Medio maart 1990 doe ik het voor het eerst op een potje. Per augustus 1990 heb ik de luiers vaarwel gezegd en ben ik zindelijk. Sterker nog: nadien poep ik wel vier keer per dag!

Hier kún je als kind je behoeften op doen.

Het zijn ongetwijfeld mooie tijden, vooral voor billenwasser en moeder Wilma. Gelukkig is het verontrustend hoge aantal ontlastingen per dag inmiddels ingeperkt tot tweemaal daags. Maar zoals een vos nooit zijn streken verliest en elke regel zo zijn uitzondering kent, zitten er voor mij nog altijd bijzonder productieve dagen bij. Op zulke momenten is niet Wilma, maar de producent van vochtige doekjes .

Archief
Tijdens het bestuderen van mijn persoonlijke archief zijn er na mijn eerste succes op het potje meer memorabele momenten aan het licht gekomen. Een veelheid aan gedocumenteerd jeugdsentiment in zijn puurste vorm, met daarbij zelfs enkele noemenswaardige mijlpalen.

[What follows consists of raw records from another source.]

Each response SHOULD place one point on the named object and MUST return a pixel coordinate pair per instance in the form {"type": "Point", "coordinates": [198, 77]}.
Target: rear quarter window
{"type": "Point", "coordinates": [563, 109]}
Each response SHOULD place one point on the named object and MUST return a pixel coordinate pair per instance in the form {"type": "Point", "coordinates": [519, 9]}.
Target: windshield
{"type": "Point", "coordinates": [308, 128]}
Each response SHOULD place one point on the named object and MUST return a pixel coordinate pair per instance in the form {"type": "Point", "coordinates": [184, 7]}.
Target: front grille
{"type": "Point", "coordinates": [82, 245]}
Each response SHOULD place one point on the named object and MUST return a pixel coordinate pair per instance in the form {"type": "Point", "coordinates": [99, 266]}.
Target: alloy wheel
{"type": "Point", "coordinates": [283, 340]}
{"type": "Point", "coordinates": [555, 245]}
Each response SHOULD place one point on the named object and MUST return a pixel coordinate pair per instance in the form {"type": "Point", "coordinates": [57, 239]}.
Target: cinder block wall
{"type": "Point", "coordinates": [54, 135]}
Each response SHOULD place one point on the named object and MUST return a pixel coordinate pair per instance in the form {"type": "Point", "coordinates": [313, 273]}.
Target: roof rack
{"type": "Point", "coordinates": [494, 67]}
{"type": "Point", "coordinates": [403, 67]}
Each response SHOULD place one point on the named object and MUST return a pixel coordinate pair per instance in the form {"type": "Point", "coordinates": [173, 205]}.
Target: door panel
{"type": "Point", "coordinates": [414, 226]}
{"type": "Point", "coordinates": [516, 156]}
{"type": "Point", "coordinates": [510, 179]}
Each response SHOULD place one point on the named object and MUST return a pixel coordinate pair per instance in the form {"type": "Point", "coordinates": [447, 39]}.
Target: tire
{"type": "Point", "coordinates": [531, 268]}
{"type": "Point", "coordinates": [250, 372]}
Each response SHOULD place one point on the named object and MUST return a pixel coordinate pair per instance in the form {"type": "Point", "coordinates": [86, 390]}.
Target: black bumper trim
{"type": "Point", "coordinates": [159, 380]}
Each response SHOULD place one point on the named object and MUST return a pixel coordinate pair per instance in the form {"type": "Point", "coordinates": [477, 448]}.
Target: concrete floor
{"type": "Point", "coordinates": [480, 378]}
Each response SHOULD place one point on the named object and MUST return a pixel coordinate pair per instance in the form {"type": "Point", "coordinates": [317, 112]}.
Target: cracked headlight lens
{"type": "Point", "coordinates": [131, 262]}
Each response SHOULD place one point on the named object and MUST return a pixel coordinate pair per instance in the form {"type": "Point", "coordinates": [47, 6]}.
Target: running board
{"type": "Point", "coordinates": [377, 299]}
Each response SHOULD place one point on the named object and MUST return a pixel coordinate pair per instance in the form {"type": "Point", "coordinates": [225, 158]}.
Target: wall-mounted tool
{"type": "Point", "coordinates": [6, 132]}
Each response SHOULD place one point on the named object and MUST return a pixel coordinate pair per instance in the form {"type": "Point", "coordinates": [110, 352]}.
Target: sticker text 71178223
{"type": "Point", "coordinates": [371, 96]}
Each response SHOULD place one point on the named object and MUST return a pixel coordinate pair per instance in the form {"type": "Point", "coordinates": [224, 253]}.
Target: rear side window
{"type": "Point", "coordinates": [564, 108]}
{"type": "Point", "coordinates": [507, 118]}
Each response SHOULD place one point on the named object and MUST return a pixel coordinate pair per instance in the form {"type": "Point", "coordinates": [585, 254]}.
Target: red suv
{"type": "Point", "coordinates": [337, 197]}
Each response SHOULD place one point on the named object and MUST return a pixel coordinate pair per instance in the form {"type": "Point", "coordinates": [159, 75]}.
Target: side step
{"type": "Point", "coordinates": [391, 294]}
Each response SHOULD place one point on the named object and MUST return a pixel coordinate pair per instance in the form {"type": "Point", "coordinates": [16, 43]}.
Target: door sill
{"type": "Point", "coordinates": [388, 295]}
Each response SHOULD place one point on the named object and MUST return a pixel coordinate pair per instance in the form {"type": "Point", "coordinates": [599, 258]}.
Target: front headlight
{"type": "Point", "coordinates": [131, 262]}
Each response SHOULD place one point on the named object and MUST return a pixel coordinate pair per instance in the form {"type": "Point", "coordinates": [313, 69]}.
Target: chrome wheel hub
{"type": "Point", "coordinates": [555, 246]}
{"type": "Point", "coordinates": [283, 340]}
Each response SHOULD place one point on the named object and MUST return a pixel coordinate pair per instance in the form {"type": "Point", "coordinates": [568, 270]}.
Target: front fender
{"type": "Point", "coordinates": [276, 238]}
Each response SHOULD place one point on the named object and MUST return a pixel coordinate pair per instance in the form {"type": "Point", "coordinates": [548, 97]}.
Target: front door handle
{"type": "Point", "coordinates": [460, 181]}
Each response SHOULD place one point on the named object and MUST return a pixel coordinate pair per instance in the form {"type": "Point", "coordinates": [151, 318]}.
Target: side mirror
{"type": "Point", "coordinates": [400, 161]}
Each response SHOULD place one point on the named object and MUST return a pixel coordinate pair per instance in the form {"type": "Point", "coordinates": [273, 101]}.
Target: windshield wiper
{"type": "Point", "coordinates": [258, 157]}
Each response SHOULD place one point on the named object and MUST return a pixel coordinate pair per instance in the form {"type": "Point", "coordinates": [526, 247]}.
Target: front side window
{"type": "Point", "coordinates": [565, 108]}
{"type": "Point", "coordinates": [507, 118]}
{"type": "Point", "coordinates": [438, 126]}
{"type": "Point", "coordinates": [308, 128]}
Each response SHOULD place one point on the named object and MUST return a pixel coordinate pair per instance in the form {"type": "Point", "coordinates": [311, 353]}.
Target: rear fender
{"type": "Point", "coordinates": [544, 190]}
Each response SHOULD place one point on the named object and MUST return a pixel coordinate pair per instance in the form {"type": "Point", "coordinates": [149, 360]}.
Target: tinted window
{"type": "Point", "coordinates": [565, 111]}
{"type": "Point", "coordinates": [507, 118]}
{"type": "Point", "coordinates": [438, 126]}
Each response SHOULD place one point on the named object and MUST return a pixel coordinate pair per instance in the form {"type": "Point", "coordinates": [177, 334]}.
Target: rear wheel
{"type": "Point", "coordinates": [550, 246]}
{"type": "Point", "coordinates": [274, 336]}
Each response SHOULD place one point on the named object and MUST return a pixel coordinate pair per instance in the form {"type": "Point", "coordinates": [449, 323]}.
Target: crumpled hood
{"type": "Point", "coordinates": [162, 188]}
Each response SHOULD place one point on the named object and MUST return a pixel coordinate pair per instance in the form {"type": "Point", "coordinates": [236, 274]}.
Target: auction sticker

Mijn eerste keer afzwemmen, het behalen van mijn strikdiploma, het winnen van de gouden penseel, verkozen worden tot Prins Carnaval op de basisschool en ‘Meest scorende speler’ bij Vreeswijk D5 en niet te vergeten: de hoofdrol tijdens de eindmusical in groep 8. Daarbij moet ik aantekenen dat ik de gouden penseel in groep 6 heb gewonnen, omdat ik simpelweg een indiaan uit een boek heb overgetrokken. Dat wist ik, maar dat wist juffrouw Edith niet. Iedereen een ouderwetse loer gedraaid dus. Wat ben ik toch een bengel.

Au.

Aan alle bovenstaande successen gaan flink wat letterlijke kopzorgen vooraf, zo blijkt. Volgens mijn informatie, die m’n oma in haar dagboek over mij heeft opgeschreven, ben ik in mijn vroeger jaren een hartstochtelijk ‘hoofdbonker’ geweest. Tot voor kort had ook ik nog niet van dit fenomeen gehoord. Maar ik ben het levende bewijs en wat voor één. Ik citeer: “Hij blijft nog steeds bonken op iets wat hard is. Z’n voorhoofd is van beton, volgens mij.” Was getekend begin 1990. Het ging weer even een aantal maanden beter, tot om en rond oktober van datzelfde jaar. Deze keer schreef ze: “Driftbuien heeft hij weer genoeg. Op ’n nacht heeft hij een uur liggen bonken. De buren hebben het gehoord!”
Mijn moeders analyse is al niet veel rooskleuriger. “Slaat veel. Iedereen. Zomaar zonder reden. Dagen achter elkaar chagrijnig, agressief.” Alsof dat nog niet voldoende is, staat onderaan het blaadje genoteerd “haren trekken, bijten”. Uiteraard zit dit niet in m’n natuurlijke aard. Een voedselallergie blijkt uiteindelijk de kwelgeest van mijn ontstekingsmechanisme.

Zwijn
Dat ik tegenwoordig nog wel eens maling kan hebben aan de eetfatsoensnormen, blijkt ook niet compleet uit de lucht gegrepen. Merlijn is net een zwijn, en dat rijmt. “’s Avonds eten is net ’n film. De , heerlijk met z’n handjes in ’t bordje en lekker knijpen zodat ’t tussen z’n vingers uitkomt. En als hij er de pest in krijgt dan vliegt z’n bord eten door de lucht. Ook de vla of yoghurt wordt soms omgekeerd of als ’n vliegende schotel gebruikt. Zijn brillenglazen zijn soms helemaal beslagen van ’t vuil, maar ’t blijft ’n heerlijk klein boefje.”